Many takeovers in Hong Kong are "friendly"
privatisation offers rather than hostile bids. As a consequence, the situation
often involves an offeror who already controls the board of the offeree. What
they then do is look around for an IFA who is willing to call the deal
"fair and reasonable" and then appoint them to advise the so-called
independent board committee (IBC). This is known in the trade as
"opinion shopping". The IBC is usually just 2 people who are rubber
stamps because they were appointed by the executive directors who represent
the controlling shareholder.
The IFA, once appointed, knows why they got the job. To justify
their favourable recommendation, they find as many comparable transactions as
possible, then discard the ones which give unfavourable comparisons (those which
make the current offer look cheap). That usually leaves a bunch of transactions
which they and their peers in the IFA community have previously recommended at
big discounts to fair value. In short, minority shareholders are not getting
good advice.
IFAs also like to say things like "given that there is a
controlling shareholder, the chance of another offer from a third party is
minimal". But having no other offer is not a reason to accept a cheap offer
when the alternative is to hold the stock for future returns or demand more.

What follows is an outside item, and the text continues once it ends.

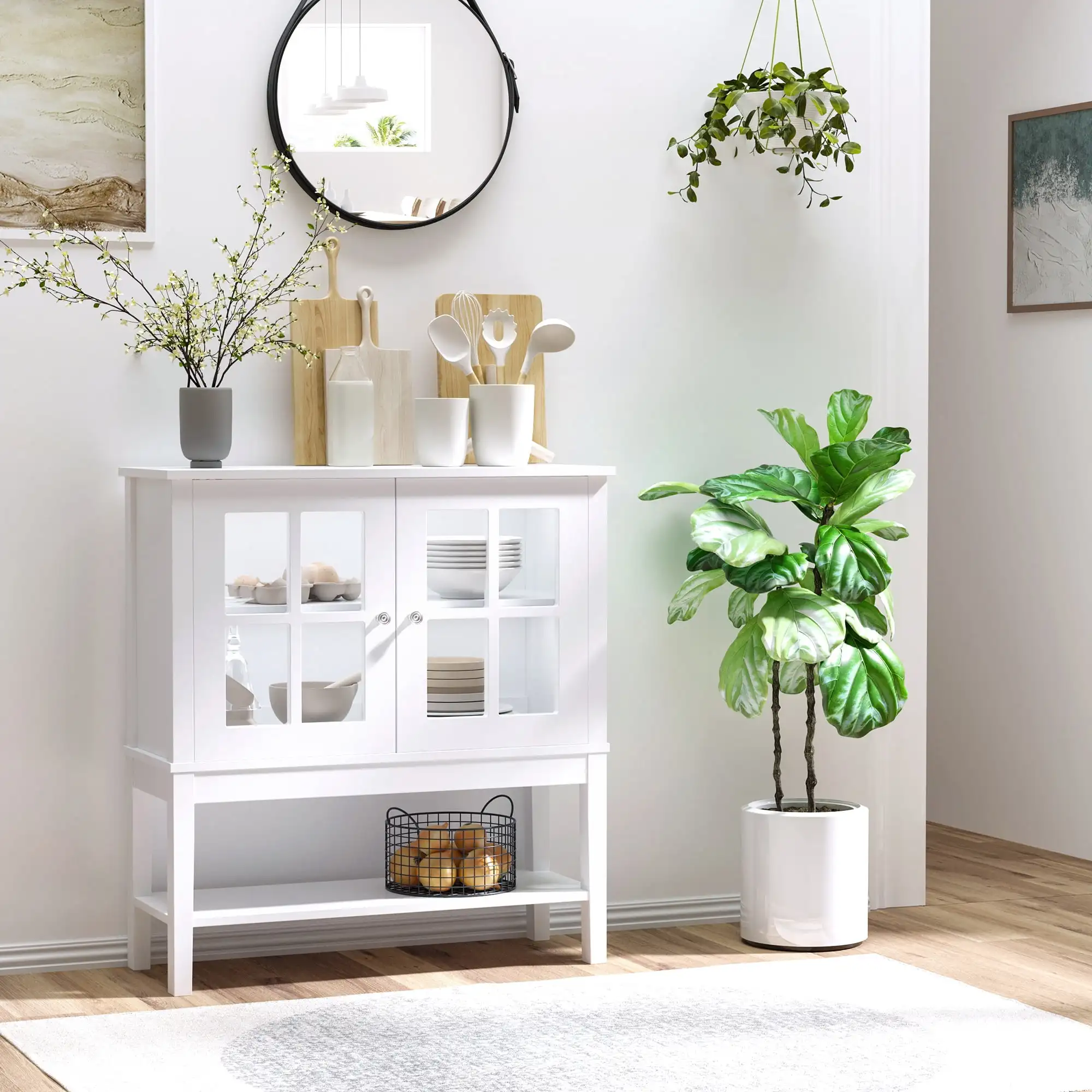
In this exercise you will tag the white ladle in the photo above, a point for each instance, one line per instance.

We have also noted that the role of the IFAs is limited (by Rule
2.1) to providing a "fair and reasonable" opinion, and does not follow
the much wider role under the UK Takeover Code. For example, in the UK, if an
offeror asks the Panel for an extension of the timetable, the IFA would normally
oppose that if it looked like the offeror was dragging his feet.

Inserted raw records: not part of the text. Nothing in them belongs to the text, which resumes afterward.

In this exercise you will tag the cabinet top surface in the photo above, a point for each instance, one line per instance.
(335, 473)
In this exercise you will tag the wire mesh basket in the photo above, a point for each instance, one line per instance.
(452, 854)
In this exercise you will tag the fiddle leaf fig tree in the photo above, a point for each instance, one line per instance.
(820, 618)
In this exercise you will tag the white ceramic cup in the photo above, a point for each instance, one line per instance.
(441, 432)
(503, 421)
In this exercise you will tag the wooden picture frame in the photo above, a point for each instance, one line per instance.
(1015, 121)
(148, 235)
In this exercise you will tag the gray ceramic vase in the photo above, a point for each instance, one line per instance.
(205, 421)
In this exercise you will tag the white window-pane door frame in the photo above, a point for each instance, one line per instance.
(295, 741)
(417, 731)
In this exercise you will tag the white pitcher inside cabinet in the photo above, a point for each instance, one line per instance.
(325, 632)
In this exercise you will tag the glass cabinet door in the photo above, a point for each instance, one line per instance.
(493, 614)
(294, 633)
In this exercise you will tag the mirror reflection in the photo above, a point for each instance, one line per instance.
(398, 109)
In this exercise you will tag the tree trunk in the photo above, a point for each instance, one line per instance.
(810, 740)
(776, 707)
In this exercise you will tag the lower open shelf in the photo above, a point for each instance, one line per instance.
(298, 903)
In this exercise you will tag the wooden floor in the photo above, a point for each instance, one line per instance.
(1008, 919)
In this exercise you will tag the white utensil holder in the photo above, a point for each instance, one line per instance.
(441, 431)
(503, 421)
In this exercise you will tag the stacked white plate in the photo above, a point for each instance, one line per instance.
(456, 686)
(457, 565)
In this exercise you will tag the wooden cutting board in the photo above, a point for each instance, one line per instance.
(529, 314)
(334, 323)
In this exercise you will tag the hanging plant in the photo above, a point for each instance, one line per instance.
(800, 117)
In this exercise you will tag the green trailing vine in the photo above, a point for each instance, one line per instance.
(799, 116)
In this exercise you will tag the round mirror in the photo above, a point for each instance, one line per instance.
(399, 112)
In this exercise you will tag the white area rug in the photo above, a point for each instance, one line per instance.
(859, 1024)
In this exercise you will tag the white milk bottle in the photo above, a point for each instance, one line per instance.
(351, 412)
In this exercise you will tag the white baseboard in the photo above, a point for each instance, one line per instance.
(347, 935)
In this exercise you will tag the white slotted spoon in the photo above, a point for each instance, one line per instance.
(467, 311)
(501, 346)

In Hong Kong, public shareholders often don't even know the
identity of the IFA until the offeree document is posted, so they cannot make
representations to the IFA. There have been occasions when Webb-site.com
as a shareholder, has had to approach the SFC directly in relation to the offer
timetable when a document has been delayed.
Proposal: Jury Pool
We propose that this problem be addressed by way of a "Jury
Pool" of IFAs. Each IFA, if they are willing to serve in the pool, must
commit to advise on any transaction they are given unless they have a conflict
of interest. Transactions would be allocated by transparent random draw - for
example, take the last 3 digits of that day's stock market turnover, divide by
the number of IFAs and take the remainder as the IFA advisor number. If that IFA
has a conflict of interest, then take the next one on the list.
The quality of IFAs would be reviewed by noting when
shareholders vote against their advice. If a persistent pattern of ignored
advice emerges, then the IFA would be removed from the pool.
This Jury Pool system, with its random selection, substantially
reduces the chance of an IFA pandering to the needs of the offeror, although in
a small town like HK, it cannot remove that risk altogether. The transaction fee
(paid by the offeree) would be the same in each case, set at a level which
attracts sufficient IFAs to sign up for the pool each year. Some deals would
involve less work than others, but the IFAs would only sign up if the expected
long-run average was profitable. A standard engagement letter would be used.
The SFC would announce the identity and contact details of the
IFA as soon as they were selected. Shareholders could then make their views
known to the IFA whenever they wanted, not just after the offeree document is
published, by which time it is often too late. The Takeover Code should be
modified to require the IFA to advise the IBC on all aspects of the offer,
including the timetable and level of disclosure in the circular, not just
whether the terms are fair and reasonable.
Webb-site.com believes this same Jury Pool system should
also be implemented for IFAs in "connected transactions" under the
SEHK Listing Rules. In 10 years in Hong Kong, we can recall only one occasion
when an IFA said a connected transaction was not fair and reasonable -
and that was the Mansion House case in which the company had breached the
listing rules and was later censured for it.
Opinion shopping is a major problem in Hong Kong and steps must
be taken to stop it, failing which shareholders will continue to be fed a diet
of poor "rent-a-scribe" independent advice.